VHH-P716 is a tetravalent trispecific polypeptide engineered from single variable domains against MMP13, ADAMTS5, and aggrecan—genetically linked via flexible 35GS linkers. As a nanobody-based modality, it leverages the small molecular weight, high stability, and exceptional tissue penetration characteristic of single-domain antibodies. This allows for enhanced access to joint cartilage and inflamed tissues in osteoarthritis, potentially increasing therapeutic efficacy. The modular structure also presents design flexibility for multi-target engagement in complex disease microenvironments.

Target

ADAMTS5 and MMP13 are matrix-degrading proteases central to the pathogenesis of osteoarthritis. Both ADAMTS5 and MMP13 are enzymes involved in the breakdown of extracellular matrix components in cartilage, leading to joint degeneration. ADAMTS5 is predominantly expressed in chondrocytes and synovial tissues of affected joints, while MMP13 is mainly found in chondrocytes and osteoarthritic cartilage. Overactivity of ADAMTS5 and MMP13 accelerates cartilage loss and joint inflammation. As validated targets in osteoarthritis research, selective inhibition of ADAMTS5 and MMP13 is anticipated to slow or halt disease progression. VHH-P716’s trispecific design directly targets both ADAMTS5 and MMP13, representing a highly strategic therapeutic asset for disease modification.

Mechanism of Action

VHH-P716 is designed to bind and inhibit the enzymatic activity of both ADAMTS5 and MMP13, two primary mediators of cartilage matrix degradation in osteoarthritis. By engaging these proteases, VHH-P716 disrupts the catabolic processes responsible for proteoglycan and collagen breakdown, thereby potentially preserving cartilage integrity and reducing joint inflammation. The nanobody format further allows for the generation of next-generation constructs, including bispecifics, trispecifics, or conjugates with other modalities such as antibody-drug conjugates, enabling broader disease applications. This multifaceted approach positions VHH-P716 as a competitive candidate for osteoarthritis therapy and beyond.

Osteoarthritis

Osteoarthritis is a prevalent, progressive joint disorder characterized by cartilage degeneration, chronic pain, and impaired mobility, affecting millions globally. It represents a leading cause of disability, especially among the aging population. Current treatments focus primarily on symptomatic relief, such as non-steroidal anti-inflammatory drugs, intra-articular corticosteroids, and physical therapy.
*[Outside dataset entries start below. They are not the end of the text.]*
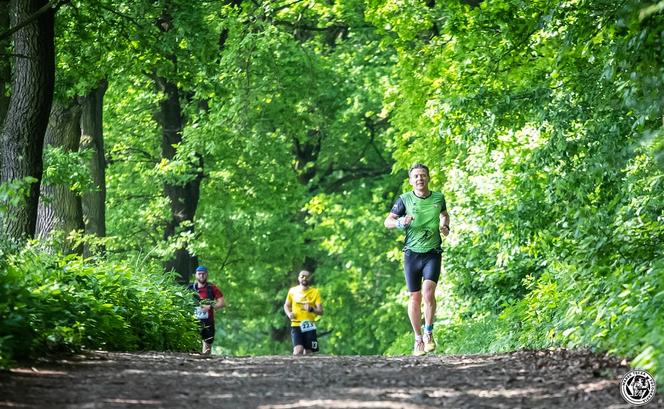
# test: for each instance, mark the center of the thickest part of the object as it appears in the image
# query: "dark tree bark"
(92, 138)
(5, 67)
(60, 208)
(183, 196)
(22, 136)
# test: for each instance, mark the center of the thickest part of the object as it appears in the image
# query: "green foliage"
(54, 304)
(540, 121)
(14, 192)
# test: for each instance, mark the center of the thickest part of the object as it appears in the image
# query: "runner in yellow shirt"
(302, 306)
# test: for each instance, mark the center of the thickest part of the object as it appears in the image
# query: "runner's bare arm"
(287, 310)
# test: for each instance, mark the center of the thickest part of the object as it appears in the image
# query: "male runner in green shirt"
(423, 215)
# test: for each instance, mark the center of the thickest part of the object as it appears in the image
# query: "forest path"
(526, 379)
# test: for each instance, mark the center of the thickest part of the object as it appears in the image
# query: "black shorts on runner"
(207, 330)
(419, 266)
(309, 339)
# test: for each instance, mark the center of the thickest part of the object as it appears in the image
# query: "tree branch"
(55, 5)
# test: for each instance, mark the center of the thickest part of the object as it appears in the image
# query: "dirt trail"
(528, 379)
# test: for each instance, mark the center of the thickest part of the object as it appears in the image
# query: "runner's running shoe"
(418, 349)
(429, 342)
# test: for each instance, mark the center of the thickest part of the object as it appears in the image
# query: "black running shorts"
(309, 339)
(421, 266)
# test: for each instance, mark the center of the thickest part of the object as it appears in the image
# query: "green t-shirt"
(422, 234)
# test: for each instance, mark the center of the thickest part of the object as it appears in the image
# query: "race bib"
(200, 313)
(306, 326)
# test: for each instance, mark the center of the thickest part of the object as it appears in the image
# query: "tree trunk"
(183, 196)
(92, 138)
(60, 209)
(22, 136)
(5, 67)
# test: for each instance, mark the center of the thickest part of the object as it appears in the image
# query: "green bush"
(54, 304)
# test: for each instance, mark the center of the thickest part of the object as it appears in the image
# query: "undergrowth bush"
(54, 304)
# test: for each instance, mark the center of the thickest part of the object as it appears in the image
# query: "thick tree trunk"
(22, 136)
(92, 138)
(5, 67)
(183, 196)
(60, 209)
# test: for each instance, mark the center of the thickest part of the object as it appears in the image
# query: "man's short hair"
(418, 166)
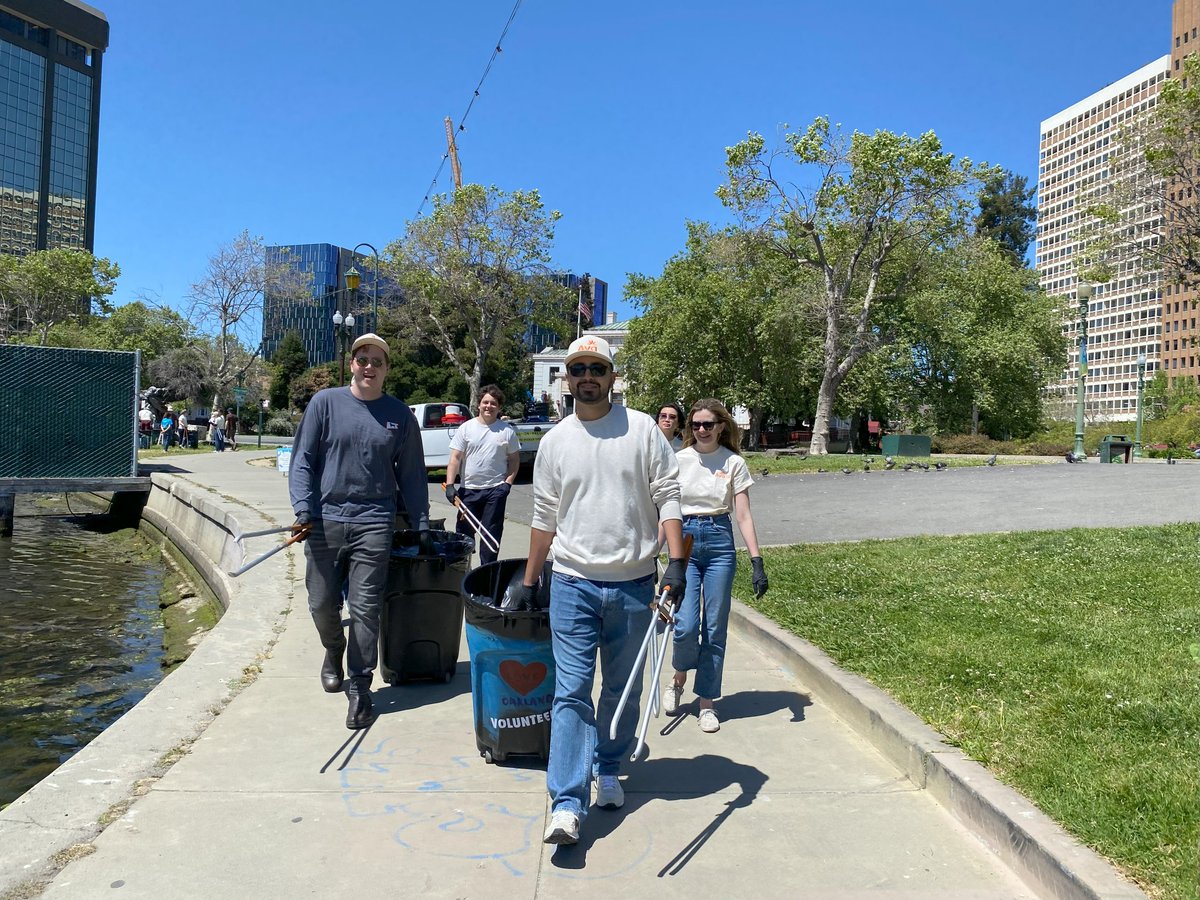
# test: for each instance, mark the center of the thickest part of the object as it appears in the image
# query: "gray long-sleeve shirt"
(351, 457)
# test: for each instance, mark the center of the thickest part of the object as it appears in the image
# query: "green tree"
(48, 287)
(291, 360)
(1007, 214)
(863, 213)
(726, 318)
(472, 271)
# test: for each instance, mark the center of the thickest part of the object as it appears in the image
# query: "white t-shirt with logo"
(708, 483)
(485, 450)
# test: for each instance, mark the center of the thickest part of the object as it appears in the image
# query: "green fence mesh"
(67, 413)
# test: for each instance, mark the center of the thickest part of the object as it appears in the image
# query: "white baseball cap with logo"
(588, 347)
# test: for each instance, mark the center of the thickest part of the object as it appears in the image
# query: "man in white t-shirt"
(604, 481)
(487, 453)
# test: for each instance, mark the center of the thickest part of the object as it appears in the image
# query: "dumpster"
(1116, 448)
(420, 624)
(511, 664)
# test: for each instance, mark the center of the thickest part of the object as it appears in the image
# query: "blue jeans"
(586, 617)
(700, 640)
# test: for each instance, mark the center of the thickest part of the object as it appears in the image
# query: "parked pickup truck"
(439, 421)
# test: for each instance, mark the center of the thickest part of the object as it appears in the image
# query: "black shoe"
(331, 672)
(360, 713)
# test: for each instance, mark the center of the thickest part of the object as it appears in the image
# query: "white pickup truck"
(439, 421)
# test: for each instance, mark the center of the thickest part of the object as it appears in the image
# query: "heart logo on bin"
(522, 678)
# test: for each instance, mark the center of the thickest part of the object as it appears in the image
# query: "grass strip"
(1067, 663)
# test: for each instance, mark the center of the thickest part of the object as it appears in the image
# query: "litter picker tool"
(661, 627)
(473, 521)
(299, 535)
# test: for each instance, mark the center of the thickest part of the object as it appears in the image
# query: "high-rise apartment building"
(1181, 342)
(51, 55)
(1125, 315)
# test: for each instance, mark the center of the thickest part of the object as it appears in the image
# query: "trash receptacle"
(420, 625)
(1116, 448)
(511, 665)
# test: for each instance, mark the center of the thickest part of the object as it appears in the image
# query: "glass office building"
(51, 55)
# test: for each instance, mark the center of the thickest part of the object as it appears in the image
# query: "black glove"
(425, 543)
(760, 576)
(676, 579)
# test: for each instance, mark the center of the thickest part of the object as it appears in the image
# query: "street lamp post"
(375, 286)
(1084, 292)
(1141, 394)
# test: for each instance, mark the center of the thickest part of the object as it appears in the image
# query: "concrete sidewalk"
(277, 799)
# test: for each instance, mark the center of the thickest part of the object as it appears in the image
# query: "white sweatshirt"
(603, 487)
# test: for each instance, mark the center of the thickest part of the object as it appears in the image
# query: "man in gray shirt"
(354, 450)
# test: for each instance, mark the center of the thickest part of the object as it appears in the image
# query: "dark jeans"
(355, 553)
(487, 505)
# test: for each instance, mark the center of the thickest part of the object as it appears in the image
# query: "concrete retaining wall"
(70, 805)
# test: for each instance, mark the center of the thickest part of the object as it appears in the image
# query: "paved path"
(277, 799)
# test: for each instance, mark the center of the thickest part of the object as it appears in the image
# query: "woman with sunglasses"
(714, 483)
(670, 420)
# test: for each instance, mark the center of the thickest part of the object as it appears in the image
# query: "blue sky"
(309, 121)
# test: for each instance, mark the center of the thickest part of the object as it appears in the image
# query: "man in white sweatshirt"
(604, 480)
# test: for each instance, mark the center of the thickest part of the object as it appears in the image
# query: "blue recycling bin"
(511, 665)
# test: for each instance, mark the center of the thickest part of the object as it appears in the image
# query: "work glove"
(760, 577)
(425, 543)
(676, 579)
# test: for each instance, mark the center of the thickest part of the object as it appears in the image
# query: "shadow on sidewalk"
(654, 780)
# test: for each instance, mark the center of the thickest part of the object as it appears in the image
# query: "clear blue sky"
(310, 121)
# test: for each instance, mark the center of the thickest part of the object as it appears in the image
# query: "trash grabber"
(298, 537)
(473, 521)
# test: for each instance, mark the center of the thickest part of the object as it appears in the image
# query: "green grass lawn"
(837, 462)
(1067, 663)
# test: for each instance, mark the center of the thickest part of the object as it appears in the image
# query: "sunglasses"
(597, 370)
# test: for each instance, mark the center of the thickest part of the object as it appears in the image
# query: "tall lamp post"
(1084, 292)
(1141, 394)
(375, 286)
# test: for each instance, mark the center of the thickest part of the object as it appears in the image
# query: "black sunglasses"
(598, 370)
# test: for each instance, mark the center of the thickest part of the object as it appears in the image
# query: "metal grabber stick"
(473, 521)
(664, 606)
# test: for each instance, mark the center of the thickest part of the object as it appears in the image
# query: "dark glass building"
(322, 279)
(51, 55)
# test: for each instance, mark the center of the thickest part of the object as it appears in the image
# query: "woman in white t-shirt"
(489, 454)
(714, 483)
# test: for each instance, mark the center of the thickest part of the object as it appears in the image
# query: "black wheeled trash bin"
(420, 624)
(511, 664)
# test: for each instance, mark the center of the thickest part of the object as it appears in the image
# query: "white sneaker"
(671, 695)
(563, 828)
(610, 795)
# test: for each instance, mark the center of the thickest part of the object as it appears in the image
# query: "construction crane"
(453, 149)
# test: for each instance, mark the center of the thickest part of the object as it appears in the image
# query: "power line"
(474, 96)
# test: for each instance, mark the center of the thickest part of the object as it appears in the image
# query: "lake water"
(81, 635)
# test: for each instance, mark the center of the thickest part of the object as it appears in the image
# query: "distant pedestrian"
(714, 483)
(231, 435)
(487, 453)
(355, 453)
(671, 423)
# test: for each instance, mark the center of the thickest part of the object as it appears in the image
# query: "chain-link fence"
(67, 413)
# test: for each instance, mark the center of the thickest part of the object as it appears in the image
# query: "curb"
(1030, 843)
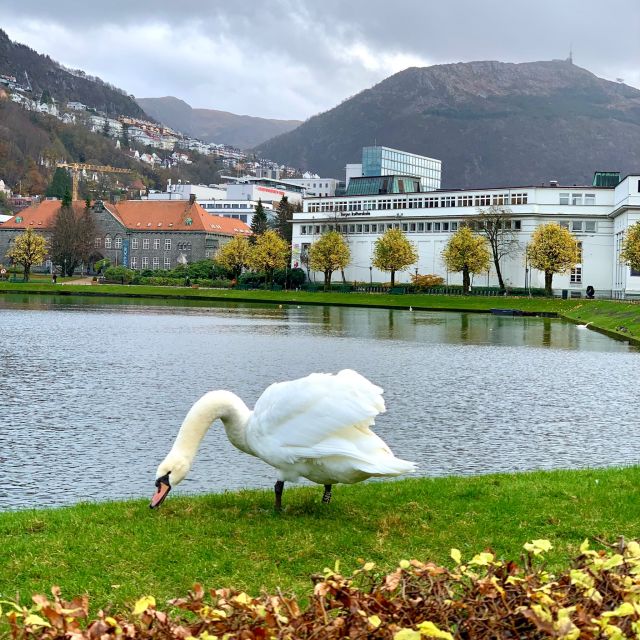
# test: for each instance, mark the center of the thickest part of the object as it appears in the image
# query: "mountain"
(44, 74)
(210, 125)
(31, 143)
(491, 124)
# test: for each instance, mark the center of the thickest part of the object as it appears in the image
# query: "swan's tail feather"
(391, 467)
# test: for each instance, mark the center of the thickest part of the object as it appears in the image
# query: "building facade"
(597, 216)
(136, 233)
(384, 161)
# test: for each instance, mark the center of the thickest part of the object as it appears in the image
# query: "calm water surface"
(93, 393)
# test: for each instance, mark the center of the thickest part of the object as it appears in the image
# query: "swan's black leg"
(279, 488)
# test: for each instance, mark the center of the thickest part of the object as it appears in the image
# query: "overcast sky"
(295, 58)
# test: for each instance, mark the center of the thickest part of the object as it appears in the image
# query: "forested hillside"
(42, 73)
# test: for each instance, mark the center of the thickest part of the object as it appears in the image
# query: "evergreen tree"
(60, 184)
(284, 219)
(72, 238)
(259, 223)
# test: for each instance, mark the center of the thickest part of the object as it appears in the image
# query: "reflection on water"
(92, 392)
Surgical interventions, including joint replacement, are reserved for advanced cases. However, there remains a lack of disease-modifying therapies capable of targeting the underlying molecular mechanisms driving cartilage degradation. The need for disease-modifying osteoarthritis drugs (DMOADs) is acute, as existing therapies do not halt structural progression or adequately address chronic inflammation. By simultaneously inhibiting two key proteases, VHH-P716 may offer a transformative approach to osteoarthritis management, with the potential to alter disease progression and improve long-term patient outcomes.